Despite the widespread and speciose nature of this family, the vast majority of its species diversity is within the darters, which are restricted to eastern North America, and the majority of which have small ranges. Excluding the darters, this family contains only 20 species. In Europe, percids were likely a more ecologically dominant group in the past than now, with the immigration of cyprinids to Europe during the Miocene causing a decline in their importance.

==Characteristics==
The family is characterised by having the dorsal fin split into two which are normally separated or have a narrow connection, although this is wider in the genus Zingel, the front section contains the spines and the rear section contains the soft rays. The anal fin contains 1 or 2 spines, if there is a second spine it is typically weak. The pelvic fins are placed on the thorax and have a single spine and 5 soft rays. They also have skeletal synapomorphies. The maximum size attained is 100 cm in the zander (Sander lucioperca) but most of the species in the family are much smaller. Their scales are ctenoid and their bodies are normally somewhat elongate.

==Systematics==
The following classification is based on Eschmeyer's Catalog of Fishes (2025):

- Subfamily Percinae Rafinesque, 1815
  - Genus Gymnocephalus Bloch, 1793
  - Genus Perca Linnaeus, 1758
  - Genus Percarina Nordmann, 1840
- Subfamily Luciopercinae Jordan & Evermann, 1896
  - Tribe Luciopercini Jordan & Evermann 1896
    - Genus Sander Oken, 1817
    - Genus †Leobergia Schtylko, 1934 (Neogene of eastern Europe)
  - Tribe Romanichthyini Dumitrescu, Bănărescu & Stoica 1957
    - Genus Romanichthys Dumitrescu, Bănărescu & Stoica 1957
    - Genus Zingel Cloquet, 1817
- Subfamily Etheostomatinae Agassiz, 1850
  - Genus Ammocrypta Jordan, 1877
  - Genus Etheostoma Rafinesque, 1817
  - Genus Nothonotus Putnam, 1863
  - Genus Percina Haldeman, 1842
Under a former treatment by the 5th Edition of Fishes of the World, Gymnocephalus was placed in its own subfamily, Acerinae, as was Percarina in Percarininae.
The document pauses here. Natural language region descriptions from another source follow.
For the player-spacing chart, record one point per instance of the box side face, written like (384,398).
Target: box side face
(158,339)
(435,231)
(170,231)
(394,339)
Although the family likely underwent an evolutionary radiation during the Paleogene, the earliest definitive fossil remains of percids are of modern Sander from the Middle Miocene of Canada. †Vixperca Peña Zarzuelo, 1991 from the Middle Eocene of Spain has been suggested to be the earliest known percid, but its remains are fragmentary and show closer similarities to lates perches than to true perches.